The data we want is at the first address of kvm_run
plus io.data_offset
. This process is performed in run_start.offset(io.data_offset as isize)
. And the data size can be calculated from io->size
and io->count
(in the LWN example, it is 1byte, so it's taken directory from the offset by putchar).
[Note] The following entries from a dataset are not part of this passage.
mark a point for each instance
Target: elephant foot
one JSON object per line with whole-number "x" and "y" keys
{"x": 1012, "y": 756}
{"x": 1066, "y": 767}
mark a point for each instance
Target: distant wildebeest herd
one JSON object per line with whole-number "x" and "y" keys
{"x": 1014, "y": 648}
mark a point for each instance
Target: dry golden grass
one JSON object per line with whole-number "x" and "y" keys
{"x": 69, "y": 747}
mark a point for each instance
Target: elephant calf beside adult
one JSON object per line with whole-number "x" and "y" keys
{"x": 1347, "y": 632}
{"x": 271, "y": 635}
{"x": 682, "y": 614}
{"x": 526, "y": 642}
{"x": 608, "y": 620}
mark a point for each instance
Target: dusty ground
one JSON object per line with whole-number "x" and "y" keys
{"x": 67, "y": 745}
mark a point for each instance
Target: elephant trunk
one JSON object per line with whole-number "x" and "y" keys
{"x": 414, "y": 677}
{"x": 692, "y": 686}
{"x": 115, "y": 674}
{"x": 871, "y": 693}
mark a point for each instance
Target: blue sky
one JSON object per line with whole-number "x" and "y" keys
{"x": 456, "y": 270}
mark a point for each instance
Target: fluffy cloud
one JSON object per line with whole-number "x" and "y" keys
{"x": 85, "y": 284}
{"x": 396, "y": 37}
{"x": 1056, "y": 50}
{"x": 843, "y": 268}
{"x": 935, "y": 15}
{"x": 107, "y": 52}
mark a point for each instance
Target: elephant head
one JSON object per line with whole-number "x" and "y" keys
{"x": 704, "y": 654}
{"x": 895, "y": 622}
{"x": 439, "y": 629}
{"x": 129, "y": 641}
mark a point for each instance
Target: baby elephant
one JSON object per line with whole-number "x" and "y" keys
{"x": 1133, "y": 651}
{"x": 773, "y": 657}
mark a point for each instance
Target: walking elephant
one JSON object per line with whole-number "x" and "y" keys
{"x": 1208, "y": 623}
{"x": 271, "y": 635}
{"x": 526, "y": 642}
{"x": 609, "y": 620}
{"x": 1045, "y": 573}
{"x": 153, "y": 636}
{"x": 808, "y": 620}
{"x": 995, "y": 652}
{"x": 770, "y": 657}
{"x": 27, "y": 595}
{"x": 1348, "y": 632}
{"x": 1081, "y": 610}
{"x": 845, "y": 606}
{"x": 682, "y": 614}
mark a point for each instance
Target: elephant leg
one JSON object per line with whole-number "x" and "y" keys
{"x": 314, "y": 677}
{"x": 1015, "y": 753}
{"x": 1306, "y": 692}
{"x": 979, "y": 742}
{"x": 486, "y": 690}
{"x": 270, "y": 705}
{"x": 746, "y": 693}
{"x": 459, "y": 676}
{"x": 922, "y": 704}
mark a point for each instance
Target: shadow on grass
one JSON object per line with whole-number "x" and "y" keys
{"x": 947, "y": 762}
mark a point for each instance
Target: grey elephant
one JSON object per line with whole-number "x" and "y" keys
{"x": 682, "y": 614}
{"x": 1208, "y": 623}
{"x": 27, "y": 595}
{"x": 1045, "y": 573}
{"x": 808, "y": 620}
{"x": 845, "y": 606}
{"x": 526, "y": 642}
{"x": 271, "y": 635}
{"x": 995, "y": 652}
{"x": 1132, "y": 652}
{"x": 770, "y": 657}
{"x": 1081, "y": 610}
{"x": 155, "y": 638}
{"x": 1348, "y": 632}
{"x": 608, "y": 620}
This part is calculated and stored in the value data_size
, and std::slice::from_raw_parts_mut
actually retrieves the data using this size.
Finally, checking io.direction
, we change the wrap type for KVM_EXIT_IO_IN
or KVM_EXIT_IO_OUT
respectively, and return the descired information such as port
and data_slice
together.
As can be seen from the above, what is being done is clear.
However, it still contains many unsafe operations because it involves pointer manipuration.
We can see that by using these libraries, we are able to implement VMM on a stable implementation.
Well, it's ben a long time comming, but let's take a look back at the rust-vmm crates we're using again.
#![allow(unused)] fn main() { kvm-bindings : Library that includes structures automatically generated from kvm.h by bindgen. kvm-ioctls : Library that hides ioctl and unsafe processes related to kvm operations and provides user-friendly sructures, functions and methods. vm-memory : Library that provides structures and operations to the Memory }
This knowledge will come up again and again in future discussion and is basic and important.